Views of teaching, learning, learners, and context. In addition to what counts as knowledge of mathematics, each of these kinds of teaching — ordinary, conceptual, and mathematical pedagogy — also implies certain embedded assumptions about the teaching and learning of mathematics: about pupils, teachers, and the context of classrooms. The ordinary math class is based on the assumption that mathematics is only learned through repeated practice and drill, that "knowing" math means remembering procedures and concepts. The teacher's role is to show pupils how to do the procedures and to give them tricks, mnemonics, and shortcuts that make it easier for the pupils to keep track of everything. Consider, for example, the old rules of thumb that rattle around in our heads (e.g., "invert and multiply" or "to multiply by 10, add a zero"). Pupils are expected to absorb and retain what they have been shown, a commonsense sensory view of learning. Conceptual mathematics teaching assumes that the teacher should do more than tell students how to do procedures and should, when possible, also emphasize the meaning of those procedures by showing how they work. The teacher plays an active role: leading, showing, directing, and structuring class time. The students play roles within this structure, answering teachers' questions, completing assignments, pursuing explorations set out by the teacher. Use of manipulatives is valued. This approach to teaching assumes that pupils will learn more if teachers are clear and direct about the content and spend more time developing student understanding and less on massive drill and practice. Still, practice remains an important component of this approach.

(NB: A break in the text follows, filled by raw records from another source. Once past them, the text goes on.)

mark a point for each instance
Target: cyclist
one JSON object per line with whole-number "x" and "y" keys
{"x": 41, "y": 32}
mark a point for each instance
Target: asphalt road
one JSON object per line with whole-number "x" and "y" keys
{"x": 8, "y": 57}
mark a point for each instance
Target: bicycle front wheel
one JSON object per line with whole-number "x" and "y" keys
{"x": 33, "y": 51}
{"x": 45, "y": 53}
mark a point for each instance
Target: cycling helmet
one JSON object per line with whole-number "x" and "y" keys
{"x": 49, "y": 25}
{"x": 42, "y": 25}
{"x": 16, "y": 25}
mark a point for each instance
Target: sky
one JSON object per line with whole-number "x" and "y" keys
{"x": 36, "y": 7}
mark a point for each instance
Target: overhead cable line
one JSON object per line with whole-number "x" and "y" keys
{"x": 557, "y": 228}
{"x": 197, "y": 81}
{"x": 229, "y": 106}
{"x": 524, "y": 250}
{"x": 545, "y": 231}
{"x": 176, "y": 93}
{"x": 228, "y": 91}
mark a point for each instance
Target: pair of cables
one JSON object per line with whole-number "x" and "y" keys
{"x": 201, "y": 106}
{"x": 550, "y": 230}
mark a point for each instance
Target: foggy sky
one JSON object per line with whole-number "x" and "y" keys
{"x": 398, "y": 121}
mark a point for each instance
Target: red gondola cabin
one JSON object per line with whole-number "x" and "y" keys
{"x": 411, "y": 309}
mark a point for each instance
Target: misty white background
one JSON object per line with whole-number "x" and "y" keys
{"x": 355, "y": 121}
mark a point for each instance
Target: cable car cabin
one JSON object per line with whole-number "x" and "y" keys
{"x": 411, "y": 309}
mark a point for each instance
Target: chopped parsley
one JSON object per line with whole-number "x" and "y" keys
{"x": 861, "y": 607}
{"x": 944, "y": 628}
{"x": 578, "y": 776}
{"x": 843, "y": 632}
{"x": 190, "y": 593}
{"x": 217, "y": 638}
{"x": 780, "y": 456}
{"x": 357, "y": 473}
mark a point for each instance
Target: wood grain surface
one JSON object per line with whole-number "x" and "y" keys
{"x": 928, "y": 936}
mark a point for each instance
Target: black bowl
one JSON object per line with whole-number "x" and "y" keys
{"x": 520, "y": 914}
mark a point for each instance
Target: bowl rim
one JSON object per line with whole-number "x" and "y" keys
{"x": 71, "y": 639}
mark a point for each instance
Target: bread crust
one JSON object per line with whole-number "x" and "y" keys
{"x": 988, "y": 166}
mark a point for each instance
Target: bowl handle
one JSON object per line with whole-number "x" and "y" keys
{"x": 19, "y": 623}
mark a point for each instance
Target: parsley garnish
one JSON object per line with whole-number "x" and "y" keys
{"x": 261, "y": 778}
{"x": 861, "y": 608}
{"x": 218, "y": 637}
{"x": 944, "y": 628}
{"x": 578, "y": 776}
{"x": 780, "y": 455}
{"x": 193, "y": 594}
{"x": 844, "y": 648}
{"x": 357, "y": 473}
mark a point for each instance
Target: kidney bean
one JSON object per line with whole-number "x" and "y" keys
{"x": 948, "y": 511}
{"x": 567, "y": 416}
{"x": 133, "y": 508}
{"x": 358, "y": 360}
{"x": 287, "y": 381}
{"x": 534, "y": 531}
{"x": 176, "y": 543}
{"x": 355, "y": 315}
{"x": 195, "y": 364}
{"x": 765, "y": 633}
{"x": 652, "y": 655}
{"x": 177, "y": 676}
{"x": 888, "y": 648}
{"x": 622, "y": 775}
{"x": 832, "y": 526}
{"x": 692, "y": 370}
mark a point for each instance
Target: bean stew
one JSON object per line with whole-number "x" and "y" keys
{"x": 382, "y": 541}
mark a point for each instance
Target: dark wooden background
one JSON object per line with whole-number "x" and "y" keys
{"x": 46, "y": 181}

Mathematical pedagogy assumes that students must be actively involved in constructing their own understandings, in discovering and inventing mathematics. The basis for this emerges directly from a largely constructivist epistemology of the discipline. Mathematical pedagogy also takes a group orientation to classroom learning: The model is not of a teacher facilitating the learning of individual students. Instead, this approach uses the classroom as a mathematical community; learning involves collaboration among individuals. Although this emphasis on the group overlaps the current vogue for cooperative learning (e.g., Slavin, 1978), the warrant for this orientation in mathematical pedagogy derives from a view of mathematics

as a disciplinary community.

Perhaps most significant in the classroom context is the teacher's role in guiding the direction, balance, and rhythm of classroom discourse by deciding which points the group should pursue, which questions to play down, which issues to table for the moment. The teacher in mathematical pedagogy has a critical role to play in facilitating students' learning. The teacher introduces a variety of representational systems which can be used to reason about mathematics, models mathematical thinking and activity, and asks questions that push students to examine and articulate their ideas. Finally, practice also takes on an entirely different meaning in this approach than in either of the other approaches. Here students engage in the practice of mathematics, learning what it means to do mathematics (Collins, Brown, & Newmann, 1987; Lampert, 1986, in press a; Lave, 1987; Romberg, 1983; Schoenfeld, 1985): making conjectures, attempting to prove them to other members of the community, revising and elaborating ideas.